Director Dividends, Director Loans and Director Liability arises from the case of BM Electrical Solutions Ltd & Anor v Belcher  EWHC 2749 (Ch).
To cut right to brass tacks the following facts appear germane:
- No company records provided by the Director to the Liquidator
- No declaration of dividends
- Substantial payments to the Director
- Unexplained cash withdrawals
- Payments of a personal flavour such as betting
- Director does not appear to readily engage with the Liquidator to evidence and explain the payments
The Court said about Mr Belcher, the Director:
Mr Belcher complains that he is hampered in his defence as he has no paperwork or records available, saying he had handed them over to “the insolvency agency”. Significantly, he goes on to say that he still has the server and computer with the Company’s accounts package on them, but that he has tried and cannot access them.
Observation: Accessing the data on a server or computer to interrogate data files may not require password access. You can often strip out the drive from its existing housing and plug it into your machine as shown in the following clip.
The Court recorded in its Judgment the following:
As to the £8,477.53 charged to his card for restaurants, gambling and football tickets, he says that the restaurant costs and some hotel costs were for when he was working away from home. This seems to have included costs of entertaining clients for meals. He identifies one particular entry of Parkdean Holidays as being the cost of renting a caravan for employees to stay in, this having been cheaper than booking hotel rooms. He accepts that the purchase of football tickets was for personal use, although he did take clients on occasion, and also that he sponsored his son’s football team.
He accepts in his witness statement that the money spent on betting was “totally unacceptable”. These totalled £12,232.00 being a combination of monies spent with Bet365 and SkyBet, the latter being part of the monies charged to his card.
The Liquidator’s approach to obtaining computer records was as follows:
The Liquidator was only asked a few questions. He told me that he has not had any contact with Mr Belcher directly, save for one letter that he sent to Mr Belcher shortly after his appointment to which Mr Belcher did not respond. He said that he had not been offered access to the computer and server to which Mr Belcher had referred in his witness statement, saying that he thought that it would have been offered as part of the disclosure process which had been ordered to take place. Having said that, he went on to say that he made no attempt to ask Mr Belcher for access to those items, having noted that they had been referred to in the witness statement. The reason why is that he read it as being inaccessible having been switched off for 3 years.
Some of the payments were deemed to be dividends by the Director but the Court said:
For a dividend to become payable it must be declared. Once it is declared it becomes a debt due by the company to the member. However, unless formally declared there is no liability on the company to pay it (Bond v. Barrow Hermatite Steel Co.  1 Ch 353 at 362).

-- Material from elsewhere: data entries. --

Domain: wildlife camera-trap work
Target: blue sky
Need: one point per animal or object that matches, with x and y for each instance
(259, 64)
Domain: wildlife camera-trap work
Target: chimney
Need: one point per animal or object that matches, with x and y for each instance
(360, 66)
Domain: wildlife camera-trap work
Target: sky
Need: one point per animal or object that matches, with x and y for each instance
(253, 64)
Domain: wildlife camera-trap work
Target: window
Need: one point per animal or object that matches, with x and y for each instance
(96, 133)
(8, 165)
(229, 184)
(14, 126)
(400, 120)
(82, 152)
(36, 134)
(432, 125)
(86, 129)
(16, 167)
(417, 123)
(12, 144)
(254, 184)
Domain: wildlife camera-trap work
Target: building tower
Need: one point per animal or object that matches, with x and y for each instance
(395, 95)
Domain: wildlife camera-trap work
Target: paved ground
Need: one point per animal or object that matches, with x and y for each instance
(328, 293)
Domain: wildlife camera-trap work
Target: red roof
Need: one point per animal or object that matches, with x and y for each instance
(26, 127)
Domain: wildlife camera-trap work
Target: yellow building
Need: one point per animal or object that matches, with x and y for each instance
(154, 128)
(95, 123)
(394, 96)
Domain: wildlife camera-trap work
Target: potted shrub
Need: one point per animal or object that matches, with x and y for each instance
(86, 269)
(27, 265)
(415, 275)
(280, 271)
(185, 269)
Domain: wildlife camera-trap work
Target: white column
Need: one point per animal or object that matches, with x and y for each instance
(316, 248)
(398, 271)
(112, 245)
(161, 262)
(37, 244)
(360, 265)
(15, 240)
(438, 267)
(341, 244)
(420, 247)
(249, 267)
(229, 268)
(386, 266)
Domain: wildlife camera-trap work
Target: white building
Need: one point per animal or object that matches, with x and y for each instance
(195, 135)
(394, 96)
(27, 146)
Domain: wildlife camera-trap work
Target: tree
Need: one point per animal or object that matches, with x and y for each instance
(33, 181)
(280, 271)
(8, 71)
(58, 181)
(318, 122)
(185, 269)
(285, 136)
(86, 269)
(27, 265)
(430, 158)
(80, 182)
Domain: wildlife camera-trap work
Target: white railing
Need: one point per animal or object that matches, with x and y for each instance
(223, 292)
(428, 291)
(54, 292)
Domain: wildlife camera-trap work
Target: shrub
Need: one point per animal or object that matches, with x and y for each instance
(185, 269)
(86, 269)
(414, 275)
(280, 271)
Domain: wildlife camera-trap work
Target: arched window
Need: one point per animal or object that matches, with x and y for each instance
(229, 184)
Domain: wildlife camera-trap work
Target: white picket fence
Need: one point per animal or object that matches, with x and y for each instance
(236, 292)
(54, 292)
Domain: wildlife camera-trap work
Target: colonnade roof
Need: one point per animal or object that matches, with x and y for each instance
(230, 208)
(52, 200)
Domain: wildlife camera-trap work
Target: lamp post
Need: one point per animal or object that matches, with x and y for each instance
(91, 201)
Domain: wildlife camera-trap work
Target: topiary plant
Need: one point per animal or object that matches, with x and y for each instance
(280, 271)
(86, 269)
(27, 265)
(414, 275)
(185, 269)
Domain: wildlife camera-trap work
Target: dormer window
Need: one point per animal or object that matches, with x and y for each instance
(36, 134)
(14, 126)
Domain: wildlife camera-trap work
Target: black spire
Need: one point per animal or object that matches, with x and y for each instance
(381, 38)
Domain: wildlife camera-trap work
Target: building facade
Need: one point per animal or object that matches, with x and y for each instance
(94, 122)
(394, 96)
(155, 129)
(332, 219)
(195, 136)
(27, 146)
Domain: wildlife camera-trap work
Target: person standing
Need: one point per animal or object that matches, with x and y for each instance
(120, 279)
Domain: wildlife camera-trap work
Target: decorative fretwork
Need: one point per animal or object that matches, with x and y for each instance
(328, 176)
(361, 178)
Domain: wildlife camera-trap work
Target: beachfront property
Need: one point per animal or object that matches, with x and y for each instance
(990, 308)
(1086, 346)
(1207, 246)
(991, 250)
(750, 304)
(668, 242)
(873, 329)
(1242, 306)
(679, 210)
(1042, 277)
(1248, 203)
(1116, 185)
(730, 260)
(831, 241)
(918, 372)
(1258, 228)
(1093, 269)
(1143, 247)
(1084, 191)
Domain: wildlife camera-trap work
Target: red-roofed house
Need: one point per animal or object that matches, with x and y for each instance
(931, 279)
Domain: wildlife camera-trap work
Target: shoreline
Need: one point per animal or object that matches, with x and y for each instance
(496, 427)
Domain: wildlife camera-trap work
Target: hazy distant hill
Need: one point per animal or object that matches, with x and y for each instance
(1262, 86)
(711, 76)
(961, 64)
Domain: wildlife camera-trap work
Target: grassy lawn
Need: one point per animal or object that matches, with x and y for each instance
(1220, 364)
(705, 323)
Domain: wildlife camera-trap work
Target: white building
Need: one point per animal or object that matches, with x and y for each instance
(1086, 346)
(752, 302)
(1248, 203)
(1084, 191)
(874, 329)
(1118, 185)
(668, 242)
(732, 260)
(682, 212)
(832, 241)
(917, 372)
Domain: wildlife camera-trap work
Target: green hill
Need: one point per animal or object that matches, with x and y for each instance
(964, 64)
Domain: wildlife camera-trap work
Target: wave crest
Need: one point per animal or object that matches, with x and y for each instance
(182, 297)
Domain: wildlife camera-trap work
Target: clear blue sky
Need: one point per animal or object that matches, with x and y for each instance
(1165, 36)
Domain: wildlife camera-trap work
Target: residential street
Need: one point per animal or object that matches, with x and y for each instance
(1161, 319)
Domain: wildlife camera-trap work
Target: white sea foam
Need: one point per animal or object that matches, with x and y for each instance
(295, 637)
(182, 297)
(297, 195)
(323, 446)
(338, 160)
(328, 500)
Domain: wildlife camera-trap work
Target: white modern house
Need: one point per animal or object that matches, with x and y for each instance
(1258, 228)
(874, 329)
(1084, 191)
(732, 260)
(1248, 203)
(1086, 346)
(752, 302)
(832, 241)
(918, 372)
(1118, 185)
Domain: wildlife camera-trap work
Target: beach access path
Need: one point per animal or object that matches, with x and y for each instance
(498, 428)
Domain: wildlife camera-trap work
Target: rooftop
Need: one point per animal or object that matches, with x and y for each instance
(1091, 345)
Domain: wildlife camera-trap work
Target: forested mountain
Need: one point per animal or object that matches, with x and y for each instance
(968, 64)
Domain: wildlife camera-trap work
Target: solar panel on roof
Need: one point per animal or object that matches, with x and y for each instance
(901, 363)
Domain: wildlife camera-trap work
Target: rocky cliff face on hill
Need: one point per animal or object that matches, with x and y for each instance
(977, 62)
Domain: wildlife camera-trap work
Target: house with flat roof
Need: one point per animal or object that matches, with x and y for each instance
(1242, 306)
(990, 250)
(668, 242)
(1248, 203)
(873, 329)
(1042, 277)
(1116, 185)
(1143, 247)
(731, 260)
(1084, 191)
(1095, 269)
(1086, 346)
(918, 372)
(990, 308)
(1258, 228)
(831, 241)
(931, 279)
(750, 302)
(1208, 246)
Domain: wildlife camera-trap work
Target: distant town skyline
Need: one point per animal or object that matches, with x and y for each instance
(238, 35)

Accordingly, if Mr Belcher cannot point to a dividend having actually been declared, it is not open to him to say now that payments he has received should be treated as having been declared as dividends. However, even if he could do so, he would have to go on to show that any such dividend was lawfully declared in accordance with Part 23 of the Companies Act 2006 by reference to the last relevant accounts or some interim accounts. If he cannot do that, any distribution to him would be unlawful and he would be liable to pay it back to the Company.
If there was no distribution, the monies paid to Mr Belcher must have been paid as a loan and, as such, must have been repayable to the Company. It is on this basis that the Liquidator seeks to categorise the payments made to Mr Belcher.
On the question of cash payments made by the Company, Mr Maddison has taken me to the decision of Norris J in Toone v Robbins  EWHC 569 in particular at paragraph  where he cited with approval the summary of the relevant law in respect of the burden of proving that payments were for proper company purposes found at paragraph  of the decision of Lesley Anderson QC in Re Idessa (UK) Ltd  EWHC 804 (Ch)…
The consequence of these authorities is that in so far as money has been paid to Mr Belcher personally which he cannot show has been made in good faith and for the proper purposes of the Company, he will be in breach of his obligations as a director of the Company and liable to repay them to the Company.
I accept that Mr Belcher could have made greater efforts to provide the Liquidator with access to the computer and its contents and that he did not comply with the disclosure order which he should have done. However, the Liquidator was on notice from Mr Belcher’s first witness statement that he claimed that each of these payments was logged onto the accounts software package at the time, but he chose not to challenge this by seeking access for himself to the computer and software package.
Accordingly, the sums outstanding of Mr Belcher’s loan account amount to £193,029.97 less £4,215.00 which was the credit as at 31st January, 2012. He must repay that sum to the Company as a debt. Alternatively, he is liable for breach of fiduciary duty in permitting the loan account to become outstanding in the aforesaid sum and must pay equitable compensation to the Company in the said amount.
Disclaimer: Ouch! Director Dividends, Director Loans and Director Liability is not legal advice, not to be relied upon as such. It is provided for information purposes only. No liability accepted.